Über die Jahre habe ich viele Menschen zu uns kommen gesehen. Es ist immer das gleiche: sobald sie anfangen die Schritte zu gehen, wird ihr Leben besser und sie bekommen dieses Leuchten in den Augen. Bei mir muss es damals ähnlich ausgesehen haben, nur konnte ich das zu diesem Zeitpunkt nicht wahrnehmen. Nach all der Zeit bin ich immer noch in Sponsorschaft. Die Arbeit mit einem Sponsor, bzw. die Arbeit an meinem spirituellen Leben ist mein Sicherheitsnetz, dass mich vor der Sucht schützt. Genauso wichtig ist es für mich, das weiterzugeben, was ich gelernt habe. Wenn ich nicht immer wieder sehe wie das Programm funktioniert fange ich an nachlässig zu werden und Nachlässigkeit führt zu meinem nächsten Rückfall.  

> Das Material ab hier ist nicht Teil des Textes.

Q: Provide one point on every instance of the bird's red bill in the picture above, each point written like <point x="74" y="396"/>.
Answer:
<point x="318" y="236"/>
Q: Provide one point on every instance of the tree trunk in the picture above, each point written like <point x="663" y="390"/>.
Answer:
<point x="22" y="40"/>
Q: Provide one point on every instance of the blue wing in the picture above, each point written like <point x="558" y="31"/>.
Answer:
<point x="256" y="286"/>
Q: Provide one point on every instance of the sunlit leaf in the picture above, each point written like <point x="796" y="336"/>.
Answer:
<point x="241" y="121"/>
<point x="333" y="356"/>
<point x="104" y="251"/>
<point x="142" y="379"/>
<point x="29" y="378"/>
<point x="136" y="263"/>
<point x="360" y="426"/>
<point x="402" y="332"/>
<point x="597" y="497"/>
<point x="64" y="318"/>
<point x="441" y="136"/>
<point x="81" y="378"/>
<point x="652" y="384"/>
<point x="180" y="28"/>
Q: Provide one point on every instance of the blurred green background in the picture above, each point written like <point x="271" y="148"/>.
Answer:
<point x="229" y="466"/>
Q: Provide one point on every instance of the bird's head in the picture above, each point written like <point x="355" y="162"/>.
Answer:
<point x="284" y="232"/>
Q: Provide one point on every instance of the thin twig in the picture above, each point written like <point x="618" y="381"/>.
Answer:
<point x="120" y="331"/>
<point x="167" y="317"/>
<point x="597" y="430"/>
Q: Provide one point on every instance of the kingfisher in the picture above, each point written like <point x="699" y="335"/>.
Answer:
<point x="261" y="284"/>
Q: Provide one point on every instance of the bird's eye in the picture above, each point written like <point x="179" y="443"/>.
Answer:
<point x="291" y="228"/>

Was soll ich noch sagen? Mein Leben ist heute besser als zu meinen schönsten Trinkerzeiten. Ich habe einen Job, eine Familie und ein Leben. Es läuft nicht immer alles rund, aber ich schaffe es nun auch mit schwierigen Situationen umzugehen. Ich fühle mich nicht mehr falsch in der Welt. Damit hätte ich niemals mehr gerechnet – das ist ein Wunder. Wenn dieses Wunder bei mir geschehen kann, bin ich sicher, dass das auch für jeden anderen möglich ist. Es braucht nur Ehrlichkeit, Offenheit und Bereitschaft.